# Rubrix Cookbook

Yeah, you heard it right! Not a cheatsheet, but a cookbook. A notebook of recipes. 

In this quick guide, we are going to show you how easy can Rubrix be used side by side with some of the most popular AI Python libraries. Rubrix is *agnostic*, it can be used  with any library or framework, no need to implement any interface or modify your existing toolbox and workflows.

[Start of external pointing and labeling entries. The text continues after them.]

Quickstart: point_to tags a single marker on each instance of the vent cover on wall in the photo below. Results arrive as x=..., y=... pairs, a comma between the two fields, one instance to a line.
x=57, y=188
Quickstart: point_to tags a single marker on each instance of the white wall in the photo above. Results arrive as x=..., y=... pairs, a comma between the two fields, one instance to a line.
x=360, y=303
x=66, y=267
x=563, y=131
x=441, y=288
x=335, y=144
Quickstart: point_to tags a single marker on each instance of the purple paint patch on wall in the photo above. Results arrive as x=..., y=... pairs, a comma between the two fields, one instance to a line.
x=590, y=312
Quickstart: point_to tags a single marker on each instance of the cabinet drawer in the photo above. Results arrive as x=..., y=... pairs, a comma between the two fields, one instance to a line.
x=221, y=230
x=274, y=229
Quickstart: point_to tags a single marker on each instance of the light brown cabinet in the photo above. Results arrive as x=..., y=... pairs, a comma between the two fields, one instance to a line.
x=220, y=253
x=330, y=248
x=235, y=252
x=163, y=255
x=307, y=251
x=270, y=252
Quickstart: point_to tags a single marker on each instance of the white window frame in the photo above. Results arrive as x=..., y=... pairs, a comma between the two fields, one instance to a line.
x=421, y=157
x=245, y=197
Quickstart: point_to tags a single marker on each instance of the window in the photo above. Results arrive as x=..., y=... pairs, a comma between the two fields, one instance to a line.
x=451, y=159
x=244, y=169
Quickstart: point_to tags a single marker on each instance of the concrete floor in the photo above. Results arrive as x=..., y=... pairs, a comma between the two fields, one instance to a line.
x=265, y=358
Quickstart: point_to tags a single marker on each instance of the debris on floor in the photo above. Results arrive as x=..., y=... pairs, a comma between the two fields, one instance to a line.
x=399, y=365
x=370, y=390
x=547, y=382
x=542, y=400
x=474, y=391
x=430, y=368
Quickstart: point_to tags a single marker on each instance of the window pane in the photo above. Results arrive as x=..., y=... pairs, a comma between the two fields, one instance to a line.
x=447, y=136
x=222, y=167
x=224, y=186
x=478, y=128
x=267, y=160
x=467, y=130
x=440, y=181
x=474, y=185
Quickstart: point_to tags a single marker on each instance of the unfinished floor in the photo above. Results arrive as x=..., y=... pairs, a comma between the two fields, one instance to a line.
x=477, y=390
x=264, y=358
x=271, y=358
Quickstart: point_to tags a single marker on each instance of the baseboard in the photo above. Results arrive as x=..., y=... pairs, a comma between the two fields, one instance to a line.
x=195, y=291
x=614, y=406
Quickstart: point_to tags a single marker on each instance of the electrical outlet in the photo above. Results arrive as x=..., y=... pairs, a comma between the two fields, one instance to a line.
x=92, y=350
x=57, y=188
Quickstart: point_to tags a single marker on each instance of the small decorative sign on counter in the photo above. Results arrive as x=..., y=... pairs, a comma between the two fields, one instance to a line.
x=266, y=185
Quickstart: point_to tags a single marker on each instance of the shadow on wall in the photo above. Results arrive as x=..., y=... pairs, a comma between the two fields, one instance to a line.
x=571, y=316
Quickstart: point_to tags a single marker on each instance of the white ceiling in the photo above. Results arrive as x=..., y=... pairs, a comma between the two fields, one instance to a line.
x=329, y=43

With these few example you will be able to start loging and exploring your data for any of these libraries with just a glance, and maybe pick up some inspiration if your library of choice is not in this list.

If you miss one AI library in this list, tell us about it at [our Github forum](https://github.com/recognai/rubrix/discussions).

## HuggingFace Transformers

HuggingFace has given to the NLP community many useful tools, and with HuggingFace Transformers is easier than ever. With a few lines of code we can take a Transformer model from their hub, start making some predictions and then log them into Rubrix.

### Text Classification

In [1]:
import rubrix as rb
from transformers import pipeline

# We define our HuggingFace Pipeline
classifier = pipeline(
        "zero-shot-classification",
        model="typeform/squeezebert-mnli",
        framework="pt",
    )
    
# Choosing our input
text_input = "I love watching rock climbing competitions!"

# Making the prediction
prediction = classifier(
    text_input,
    candidate_labels=[
        "politics",
        "sports",
        "technology",
    ],
    hypothesis_template="This text is about {}.",
)

# Creating a record object to log into rubrix.
record = rb.TextClassificationRecord(
    inputs={"text": prediction["sequence"]},
    prediction=list(zip(prediction["labels"], prediction["scores"])),
    prediction_agent="https://huggingface.co/typeform/squeezebert-mnli",
)

# Logging into Rubrix
rb.log(records=record, name="zeroshot-topic-classifier")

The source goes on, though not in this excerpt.